Estava no periodo da sua maior decadencia a patria de Euclides. A sua bibliotheca celebre, que fôra a maior do mundo, e quasi todos os seus monumentos, que davam brilhante e seguro testemunho da sua antiguidade gloriosa, haviam sido arrasados pelos arabes, no VII seculo.
De todas essas preciosidades historicas restavam unicamente: a columna de Pompeu, denominada Amud-Assuari pelos musulmanos; dois obeliscos, impropriamente chamados Agulhas de Cleopatra, e as catacumbas.
A sudoeste da cidade, marcando o lugar occupado antes pelo Serapeion, ou templo consagrado a Serapis pelos Ptolomeus e um dos centros do saber, no ponto de união da Necropole com o velho bairro egypcio de Rakotis, levantava-se rodeada de palmeiras a columna de Pompeu, testemunha sobrevivente das épocas classicas. Esta obra de arte genuinamente grega mandou um prefeito romano erigir em honra do governador Diocleciano, genio tutelar da cidade, para lhe demonstrar a sua gratidão pelo trigo, com que soccorrera o povo de Alexandria. Era lavrada em syenito, com o sócco quadrado, em que assentava, e o capitel corinthio, onde se erguia a estatua, já mutilado.
As Agulhas consistiam em dois monolithos de granito avermelhado, em parte revestidas com laminas de prata dourada. Foram anteriormente dois monumentos: um, o Sebasteion, em honra de Tiberio; o outro, á gloria de Thutmosis III, quando o Egypto attingiu as culminancias do esplendor, e, por consequencia, seculos antes da fundação da Alexandria no terreno, em que assentava a velha aldeia de Rakotis.
No segundo obelisco viam-se os hieroglyphos, que celebravam o nome d'aquelle Pharaó.
Primitivamente ambos os monumentos tinham sido consagrados a Râ, o deus do Sol, adorado em todo o Egypto, e em um bello templo de Héliopolis mais especialmente, sob a fórma do boi Mnévis.

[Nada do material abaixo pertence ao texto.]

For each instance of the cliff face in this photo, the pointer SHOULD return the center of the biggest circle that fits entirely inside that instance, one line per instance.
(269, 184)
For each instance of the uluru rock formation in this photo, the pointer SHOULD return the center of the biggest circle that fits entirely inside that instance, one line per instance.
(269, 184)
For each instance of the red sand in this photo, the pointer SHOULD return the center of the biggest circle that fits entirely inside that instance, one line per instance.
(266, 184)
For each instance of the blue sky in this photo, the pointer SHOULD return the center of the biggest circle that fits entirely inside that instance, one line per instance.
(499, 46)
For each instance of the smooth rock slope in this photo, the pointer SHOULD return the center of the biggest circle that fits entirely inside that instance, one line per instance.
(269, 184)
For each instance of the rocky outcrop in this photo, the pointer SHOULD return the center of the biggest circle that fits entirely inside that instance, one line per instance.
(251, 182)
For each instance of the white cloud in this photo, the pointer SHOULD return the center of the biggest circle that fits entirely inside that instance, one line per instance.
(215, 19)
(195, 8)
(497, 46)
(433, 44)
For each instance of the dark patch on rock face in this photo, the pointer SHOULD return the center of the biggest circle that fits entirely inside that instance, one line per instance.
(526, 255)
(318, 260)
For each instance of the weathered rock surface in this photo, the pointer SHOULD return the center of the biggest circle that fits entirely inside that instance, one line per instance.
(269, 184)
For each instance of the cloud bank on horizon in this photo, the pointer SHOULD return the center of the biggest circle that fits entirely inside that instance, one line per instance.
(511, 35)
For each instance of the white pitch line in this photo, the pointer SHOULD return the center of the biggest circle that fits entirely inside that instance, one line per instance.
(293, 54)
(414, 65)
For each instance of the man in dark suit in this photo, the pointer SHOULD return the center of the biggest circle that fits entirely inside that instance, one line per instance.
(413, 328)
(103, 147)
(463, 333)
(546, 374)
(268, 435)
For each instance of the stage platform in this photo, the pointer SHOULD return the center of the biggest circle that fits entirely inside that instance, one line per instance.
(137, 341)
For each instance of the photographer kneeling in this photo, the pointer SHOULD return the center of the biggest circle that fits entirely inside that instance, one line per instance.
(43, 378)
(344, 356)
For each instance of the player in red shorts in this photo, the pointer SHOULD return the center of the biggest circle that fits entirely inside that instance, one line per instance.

D'esse templo os removeram para Rakotis.
Na extremidade oriental da ilha de Pharo, que os Ptolomeus ligaram á terra firme por meio de um mólhe de cantaria, denominado Heptastadion, campeava ainda o pharol, que mereceu ser contado em o numero das maravilhas do mundo, e realmente maravilha da esplendida capital do Egypto grego.
Era uma torre quadrada, cuja altura excedia muito a da pyramide de Cheops, e que Ptolomeu Philadelpho consagrou a seus páes, mandando-a revestir de marmore branco por Sostrato de Knido. Este architecto celebre gravou o proprio nome sobre o marmore, cobrindo a inscripção de encaustica brilhante, em que traçou o do soberano. O tempo encarregar-se-ia de desfazer o revestimento, pondo a descoberto o nome do vaidoso e desleal artista.
Como a torre ameaçava ruina, em frente d'ella havia principiado outra igual Melik-al-Nasser-Mohammed, nono sultão mameluco do Egypto, da dynastia dos Baharitas, e que tanto animou a agricultura e as artes; mas a morte surprehendeu-o logo, não lhe permittindo executar a sua obra.
Muito de corrida viram tudo isso os nossos viajantes, e pouco mais, pois que uma fébre maligna os prostou.
Ainda mal restabelecidos, subiram ao Cairo, commerciando sempre, por haver successivos mercados desde Alexandria até áquella cidade, e fazendo a ultima parte da jornada pelo Nilo, que vinha descendo n'esta região por entre alegres povoações mui visinhas umas das outras, e corria a pequena distancia da capital do Egypto, a qual demorava na margem direita.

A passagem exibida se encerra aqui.